Standardized benchmarks for measuring LLM and agent capabilities. The wiki previously identified evaluation as “the weakest link” (key-insights-agentic-landscape). These four benchmarks represent the current state of the art across code generation, software engineering, general reasoning, and interactive agent tasks.

The Benchmark Landscape#

Benchmark	Focus	Scale	Format	Top Score
humaneval-benchmark	Code generation	164 Python problems	Single-turn, pass@k	96.3% (O1)
swe-bench	Software engineering	2,294 GitHub issues	Patch generation	74.4% (Claude 4.5 Opus)
gaia-benchmark	General AI assistant	466 questions	Multi-step Q&A + tools	<50% AI vs 92% human
agentbench	Agent decision-making	8 environments	Multi-turn interactive	Commercial » open-source

Evolution of Difficulty#

The benchmarks form a progression from narrow to broad:

HumanEval (2021): Can the model write a function? → Largely solved (96%+)
SWE-bench (2023): Can the model fix a real bug in a real codebase? → Rapidly improving (74%)
GAIA (2023): Can the model reason across domains with tools? → Still far from human (92% vs <50%)
AgentBench (2023): Can the model act autonomously across diverse environments? → Commercial models lead, open-source lags

Key Patterns Across Benchmarks#

Contamination risk: all face it.
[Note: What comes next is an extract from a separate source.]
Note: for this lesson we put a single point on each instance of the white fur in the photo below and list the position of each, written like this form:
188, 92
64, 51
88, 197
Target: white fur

HumanEval most vulnerable (164 fixed problems since 2021).
Narrow vs broad: models that excel on narrow benchmarks (HumanEval) may struggle with breadth (AgentBench General).
The last 25%: SWE-bench’s self-driving car analogy — remaining unsolved problems may be disproportionately hard.
Human baselines: GAIA uniquely provides one (92%). Most benchmarks lack clear human comparison.

What’s Still Missing#

Per skill-evaluation and how-to-eval-a-skill:

No standard benchmark for skill-level evaluation (individual agent capabilities, not whole-model)
No benchmark for multi-agent coordination quality
No benchmark for memory/persistence quality (though LOCOMO from mem0-memory-management is closest)
No integrated cost-per-task metric alongside accuracy

Connection to Wiki Eval Framework#

The skill-evaluation three-tier framework (deterministic → LLM-judge → human) and how-to-eval-a-skill practical guide complement these benchmarks. Benchmarks measure model-level capability; the wiki’s eval framework measures skill-level quality in production.